Opening with beautiful cinematography of planet Earth before humanity has properly arrived 2001: A Space Odyssey sets out its stall early. These shots of a beautiful untouched utopia, populated with very convincing men dressed as monkeys are beautiful. Then suddenly a monolith appears, all black and sleek, thoroughly juxtaposed to its natural surroundings. It is a terrifying and awe-inspiring moment as the audience follow the birth of technology in its most primitive form and of course used for violence before anything else.
Kubrick makes sure that his score consists of classical works like Strauss’ ‘Thus Spoke Zarathustra’ and ‘The Blue Danube Waltz,’ which are now so ingrained with 2001: A Space Odyssey that it’s impossible to hear them and not think of the film. Kubrick’s keen eye for detail also meant that the scenes with his spaceships waltzing in time with the music form some of the films most striking and memorable images. In fact the effects of people walking around the spaceships and plucking pens out of the air in zero gravity are so flawlessly executed it’s difficult to imagine this being achievable without computer graphics and yet they were. 2001: A Space Odyssey is mesmerising enough visually without the audience trying, and failing to pick holes in the execution of the special effects. Even decades on its more convincing than any CGI.
The central narrative thrust of 2001: A Space Odyssey can be found in the third act as we follow Dr. David Bowman and Dr. Frank Poole on board the Discovery One heading for Jupiter. As with the rest of the film, the characters rarely speak or get anything like character development as we know it, instead the majority of the character is left to ship’s computer HAL 9000. The infamous robot that begins to act strangely and just might potentially be plotting the downfall of the rest of the crew. His eerie monotone voice gives 2001: A Space Odyssey it’s most memorable lines of dialogue.
The only coherent narrative point that can be ascertained from 2001: A Space Odyssey is that humanity’s reliance on technology is both the reason for survival at the dawn of man and the potential reason for extinction. Only when Dave has forsaken the technology that he thinks is keeping him alive can he truly evolve and become free. Obviously this is only my interpretation, it might be that it’s actually about the cyclical nature of humanity or the truth that life as we know it was created by a higher being.

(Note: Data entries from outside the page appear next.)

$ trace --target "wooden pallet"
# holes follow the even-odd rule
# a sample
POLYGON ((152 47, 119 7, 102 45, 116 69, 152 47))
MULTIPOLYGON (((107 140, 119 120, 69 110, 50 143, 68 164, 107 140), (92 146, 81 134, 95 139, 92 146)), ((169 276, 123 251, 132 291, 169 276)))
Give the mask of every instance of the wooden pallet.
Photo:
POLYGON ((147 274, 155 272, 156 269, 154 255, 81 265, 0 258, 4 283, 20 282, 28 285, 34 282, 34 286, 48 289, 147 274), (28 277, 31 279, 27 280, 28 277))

Then there’s 2001: A Space Odyssey‘s final act, which is almost beyond comprehension. Special effects maestro Doug Trumbull certainly earnt his money with the beautifully pretentious and thoroughly barmy final 30 minutes. Quite what it is trying to say is as open to interpretation as any film before or since, but your thoughts on this section of the film will probably give an insight into your thoughts on 2001: A Space Odyssey as a whole. Reports during time of release suggest that audiences were instructed at which moment in the film to drop tabs of acid so that they could appreciate the final act with the full effect of the drug in place. Once you’ve seen 2001: A Space Odyssey‘s final act you might question whether you actually need acid at all.
Since it’s release there has not been a single film that comes close to the beauty and frustration caused by 2001: A Space Odyssey. It is a shame too, because film-making this grand, and this annoying has its place, if only there were film-makers with the imagination, power and sheer insanity to match Kubrick. But then if everyone did it, it wouldn’t be special. The beauty and frustration of 2001: A Space Odyssey lies with Kubrick who was very careful not to give any answers and instead posed big questions. This is the heart of long-lasting science fiction, the ability to look at the cosmos with broad strokes and have the bravery not to explain everything, but instead leave the audience to discuss and debate.